‘Everyday Life’ reflections

The following are Laura Carter (co-organiser)’s reflections on the symposium. 

Why would we write the history of everyday life?

For me, this question was never going to remain confined to the unseasonably warm day last month when we met in Trinity Hall to have our symposium. This is because it is the question at the heart of my research into amateur historians and public history in Britain in the middle of the last century. So it was with this simple question in mind that I enjoyed a day of incredibly diverse research papers, and reflections on them from our commentators who were each so enviably precise in capturing the essence of each of our panels.

When we were first putting together the idea for the symposium I was particularly keen that we did not end up hosting an event fixated on Mass Observation. I thought this was a danger both because of the explicit link between our theme and M-O’s mission, and because there is a lot of exciting new work on everyday life being undertaken by researchers using M-O material, taking their lead from historians such as Ben Jones, Selina Todd, and Clare Langhamer. But my concerns proved to be unfounded – we actually received relatively few paper submissions of this ilk. And the papers we selected covered a methodological range from the extremes of quantitative and qualitative research.

Although M-O has provided us with many of the tools and languages for studying the everyday, it functioned on the day as an intellectual stimulus that opened doors, rather than as a limiting frame of reference that closed them. Joe Moran most aptly captured this atmosphere in his keynote talk. He generously walked us through his intellectual biography, exploring why he has come to write the history of everyday life in the process. Joe revealed that M-O was one of three strands that converged for him in the late 1990s, alongside the French tradition of ‘la vie quotidienne’ and the art and photography of Tom Phillips. Together they inspired him to consider postwar British history through the lens of ‘banal’ everyday subjects such as motorways, television watching, and queuing. I was particularly enthused by the introduction Joe provided for us to the work of Tom Phillips. Through the photographic project ‘20 Sites n Years’, Phillips found a way to map ‘invisible’ social change and thus ‘re-enchant’ the everyday.

Phillips’s idea of the history of everyday life as an aesthetic project stuck with me as I have reflected on the symposium over the past few weeks. I came away thinking that the history of everyday life might be most useful for its visual capabilities – a singular way of documenting the colour and creativity of lives past. It goes without saying that as we go about our everyday lives in the present, we are constantly looking for that magic and beauty that will enhance the individual human experience. So as many of the papers demonstrated, assuming that the history of everyday life is a by-phrase for the well rehearsed ‘us’ and ‘them’ of history from below is too simplistic. The visual in everyday life is a rich seam for historians, one that may in turn be useful and illuminating for accessing the politics of class and gender.
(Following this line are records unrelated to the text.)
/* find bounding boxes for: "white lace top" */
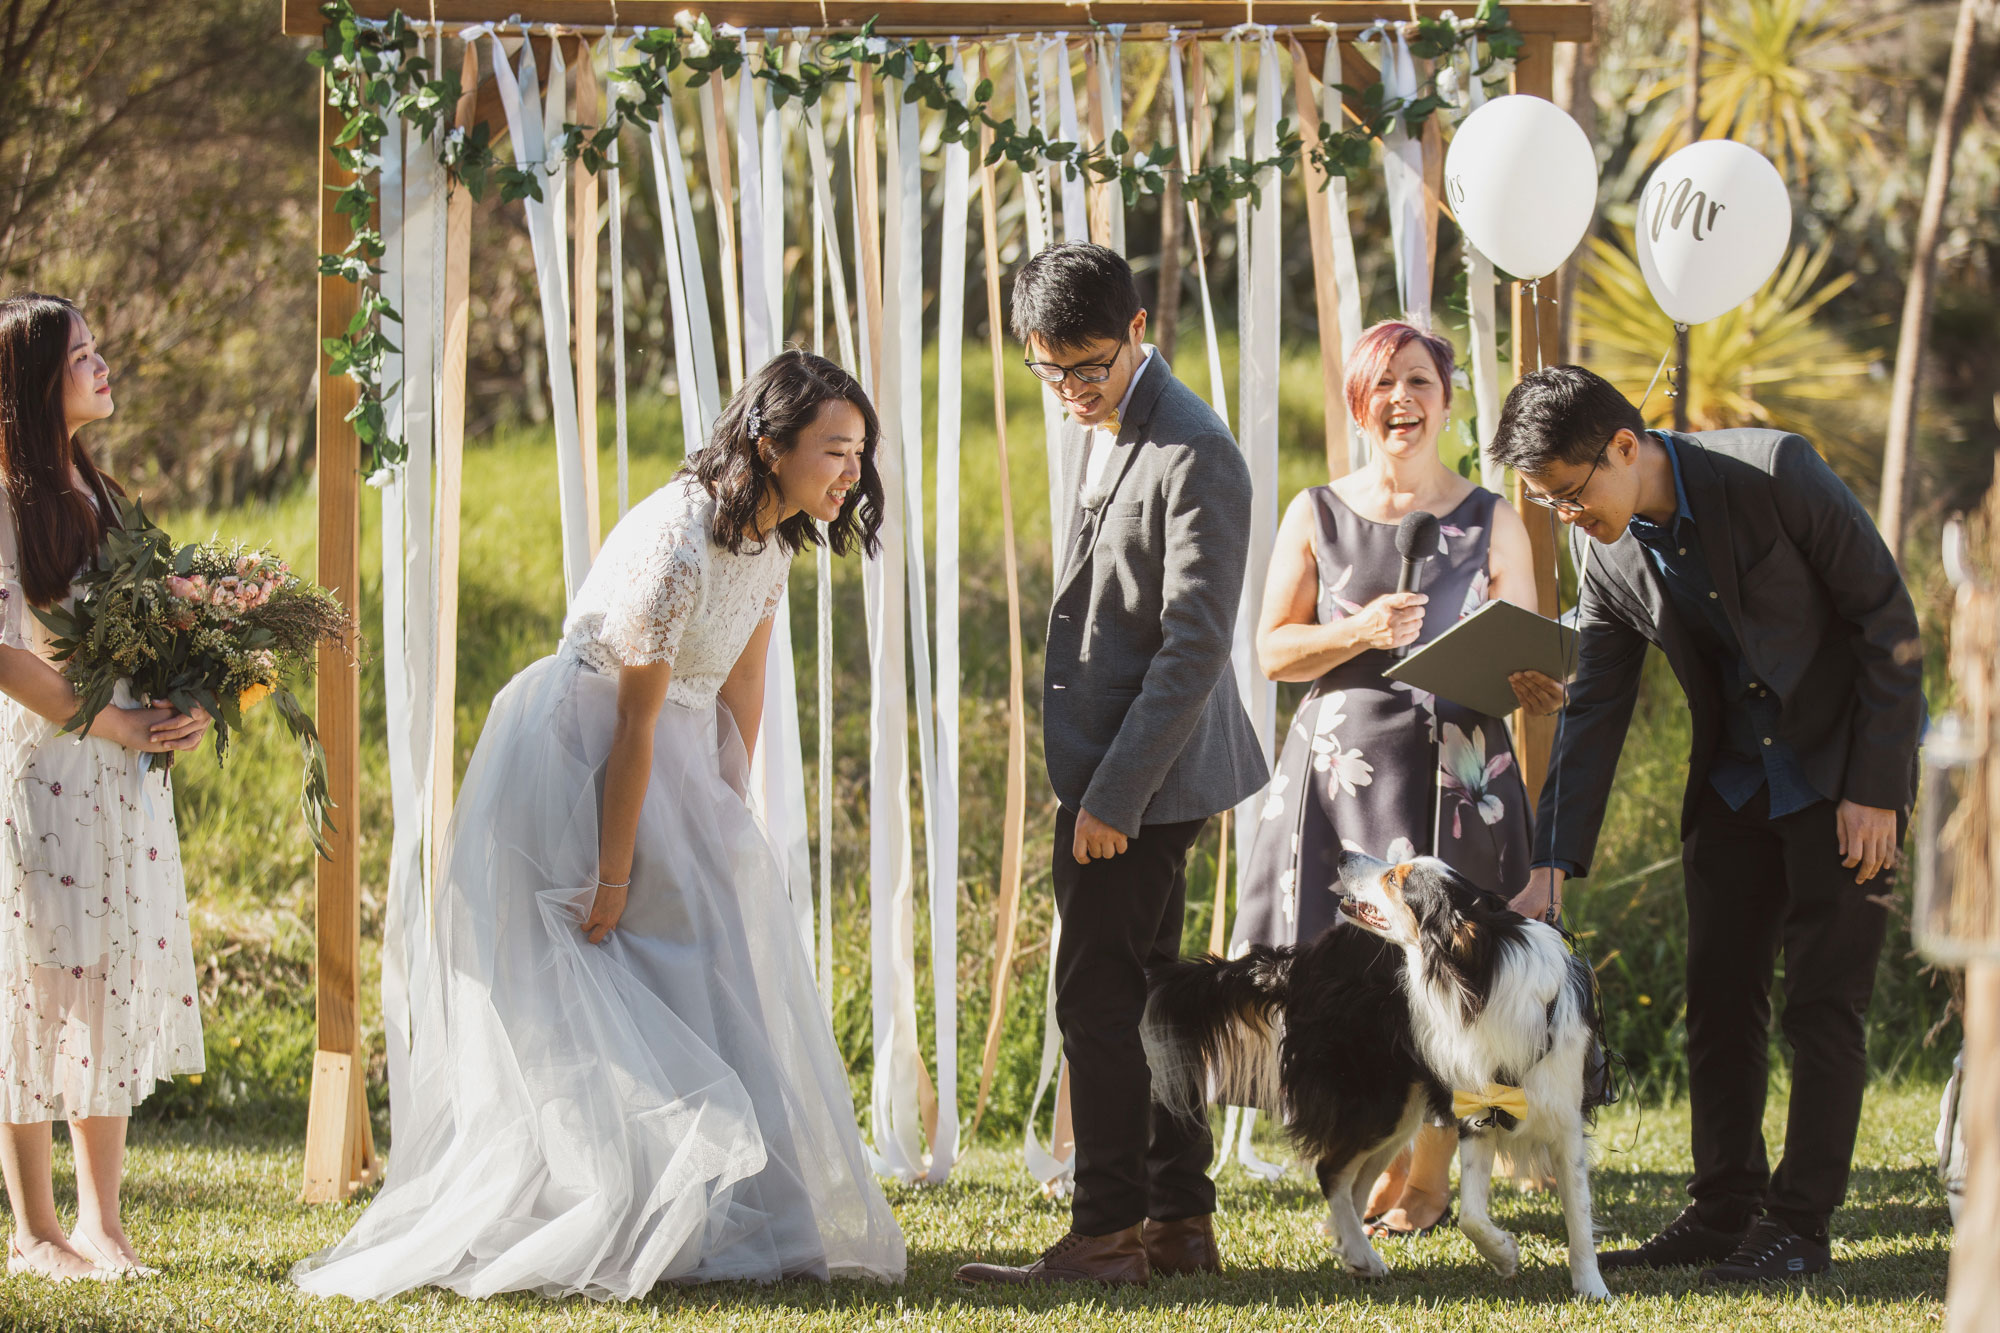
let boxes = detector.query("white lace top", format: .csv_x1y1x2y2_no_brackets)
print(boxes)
560,476,790,708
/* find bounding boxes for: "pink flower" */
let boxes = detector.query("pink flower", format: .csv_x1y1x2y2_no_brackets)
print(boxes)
59,875,72,886
182,995,193,1007
147,848,158,862
48,782,60,796
157,937,166,949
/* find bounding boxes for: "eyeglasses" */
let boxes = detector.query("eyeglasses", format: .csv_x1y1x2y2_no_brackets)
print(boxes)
1023,336,1127,385
1523,442,1612,516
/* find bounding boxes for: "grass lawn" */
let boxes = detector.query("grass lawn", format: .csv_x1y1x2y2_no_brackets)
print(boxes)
0,1080,1950,1330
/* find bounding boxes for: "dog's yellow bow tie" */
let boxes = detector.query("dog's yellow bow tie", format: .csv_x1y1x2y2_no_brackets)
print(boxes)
1452,1083,1531,1124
Let me provide some examples from the papers we heard. In her paper on pigeon fancying, Kate Whiston demonstrated how the quest for perfection and beautification in show pigeons punctuated urban working-class leisure cultures in late-nineteenth century Britain. Thinking about the home, Greg Salter drew our attention to how the layout and décor of domestic space is closely implicated in the self-construction of personal identities. On a similar theme but moving back into the seventeenth century, Antony Buxton’s paper used probate inventories to map the placement and uses of furniture in early-modern households. He argued that the material culture of the home could shed light on otherwise invisible temporal norms. In the final panel, Holly Dunbar provided a particularly careful reading of the gendered politics of smoking during the Irish war of independence. Holly asked us to imagine the woman’s body, how it was broken down into its constituent parts by commentators seeking to portray the everyday act of smoking as tightly bound to their femininity. During all of these papers, I was consistently struck by the importance of the visual. Although everyday experience is such a contingent, contested, and subjective category for social and cultural historians, we were shown multiple ways in which picturing the past might overcome or at least mitigate such enduring problematics.
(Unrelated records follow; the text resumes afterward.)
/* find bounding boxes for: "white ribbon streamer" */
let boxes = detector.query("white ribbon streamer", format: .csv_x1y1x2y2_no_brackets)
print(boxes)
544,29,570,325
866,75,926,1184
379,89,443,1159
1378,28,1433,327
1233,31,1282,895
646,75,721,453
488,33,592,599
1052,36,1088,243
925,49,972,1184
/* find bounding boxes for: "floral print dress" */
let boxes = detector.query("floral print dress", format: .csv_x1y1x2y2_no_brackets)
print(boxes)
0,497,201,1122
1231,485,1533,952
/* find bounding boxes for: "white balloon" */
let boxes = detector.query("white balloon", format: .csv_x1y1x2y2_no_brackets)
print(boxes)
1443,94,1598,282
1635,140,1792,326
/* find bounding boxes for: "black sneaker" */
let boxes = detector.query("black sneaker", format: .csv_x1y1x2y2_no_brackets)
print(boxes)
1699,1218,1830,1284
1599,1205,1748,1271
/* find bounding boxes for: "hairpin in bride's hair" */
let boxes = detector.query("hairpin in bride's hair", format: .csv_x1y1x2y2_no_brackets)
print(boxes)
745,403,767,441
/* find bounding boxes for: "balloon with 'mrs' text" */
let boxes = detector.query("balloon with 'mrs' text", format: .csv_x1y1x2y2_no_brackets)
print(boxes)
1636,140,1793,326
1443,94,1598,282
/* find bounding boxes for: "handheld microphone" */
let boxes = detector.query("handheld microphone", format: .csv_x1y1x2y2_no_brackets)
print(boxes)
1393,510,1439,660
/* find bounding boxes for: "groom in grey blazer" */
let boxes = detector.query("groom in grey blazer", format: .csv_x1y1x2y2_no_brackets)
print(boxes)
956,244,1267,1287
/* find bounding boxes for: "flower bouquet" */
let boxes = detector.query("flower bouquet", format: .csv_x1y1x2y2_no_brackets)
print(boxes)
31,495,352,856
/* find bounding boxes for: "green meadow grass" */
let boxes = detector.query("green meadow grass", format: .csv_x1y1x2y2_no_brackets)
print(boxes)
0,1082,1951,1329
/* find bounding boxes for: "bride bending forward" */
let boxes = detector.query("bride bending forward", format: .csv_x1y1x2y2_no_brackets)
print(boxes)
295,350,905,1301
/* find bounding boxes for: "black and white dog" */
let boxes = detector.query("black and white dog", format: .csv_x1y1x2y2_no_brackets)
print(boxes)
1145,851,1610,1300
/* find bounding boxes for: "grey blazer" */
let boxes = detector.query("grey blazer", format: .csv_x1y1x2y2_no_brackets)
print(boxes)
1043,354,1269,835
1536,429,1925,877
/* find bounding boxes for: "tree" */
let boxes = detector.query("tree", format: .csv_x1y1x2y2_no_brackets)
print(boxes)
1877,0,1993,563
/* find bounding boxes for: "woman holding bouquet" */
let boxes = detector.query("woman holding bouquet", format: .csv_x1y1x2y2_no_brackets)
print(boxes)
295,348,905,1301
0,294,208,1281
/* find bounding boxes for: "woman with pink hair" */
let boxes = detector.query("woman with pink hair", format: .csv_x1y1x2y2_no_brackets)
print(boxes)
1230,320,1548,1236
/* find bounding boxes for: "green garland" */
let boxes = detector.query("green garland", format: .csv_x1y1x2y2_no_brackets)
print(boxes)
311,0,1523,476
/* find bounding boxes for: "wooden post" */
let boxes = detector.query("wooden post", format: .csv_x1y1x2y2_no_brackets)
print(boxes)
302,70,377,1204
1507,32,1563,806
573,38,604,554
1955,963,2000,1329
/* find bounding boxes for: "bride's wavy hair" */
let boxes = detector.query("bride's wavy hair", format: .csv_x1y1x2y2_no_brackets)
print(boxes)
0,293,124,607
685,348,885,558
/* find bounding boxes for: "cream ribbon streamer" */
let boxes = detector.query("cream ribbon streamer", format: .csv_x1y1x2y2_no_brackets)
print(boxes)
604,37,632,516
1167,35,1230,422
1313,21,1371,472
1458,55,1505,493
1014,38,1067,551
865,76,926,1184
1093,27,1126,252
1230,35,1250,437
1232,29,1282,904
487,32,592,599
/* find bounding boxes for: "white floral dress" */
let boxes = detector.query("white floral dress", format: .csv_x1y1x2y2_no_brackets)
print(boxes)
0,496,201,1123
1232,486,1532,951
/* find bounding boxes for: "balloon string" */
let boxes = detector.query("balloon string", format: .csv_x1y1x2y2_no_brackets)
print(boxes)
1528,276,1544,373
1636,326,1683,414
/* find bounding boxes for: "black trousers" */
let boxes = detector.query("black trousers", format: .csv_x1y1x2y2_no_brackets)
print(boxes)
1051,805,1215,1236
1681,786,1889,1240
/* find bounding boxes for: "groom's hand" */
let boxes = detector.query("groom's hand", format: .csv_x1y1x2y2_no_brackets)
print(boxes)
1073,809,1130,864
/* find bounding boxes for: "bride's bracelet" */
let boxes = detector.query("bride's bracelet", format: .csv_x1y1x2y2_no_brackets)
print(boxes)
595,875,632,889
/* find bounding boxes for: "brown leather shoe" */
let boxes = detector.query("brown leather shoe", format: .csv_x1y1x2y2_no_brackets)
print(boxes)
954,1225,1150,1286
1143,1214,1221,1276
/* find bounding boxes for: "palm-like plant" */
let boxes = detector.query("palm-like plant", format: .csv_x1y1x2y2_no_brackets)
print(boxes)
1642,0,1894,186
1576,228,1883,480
During the morning coffee break I spoke to one of our commentators, Lucy Delap. She expressed to me some of her doubts about our premise of ‘everyday life’: was this just another way of describing the (now old?) ‘new’ social history? I was pleased that by the close of the symposium Lucy was able to say that she thought the day had proved that everyday life does do something else for us as historians. Although writing the history of everyday life might still fundamentally be about giving voices (Lucy’s term was ‘finding agency’) to the marginalized, the symposium showed that this can be done with challenging levels of innovation and creativity.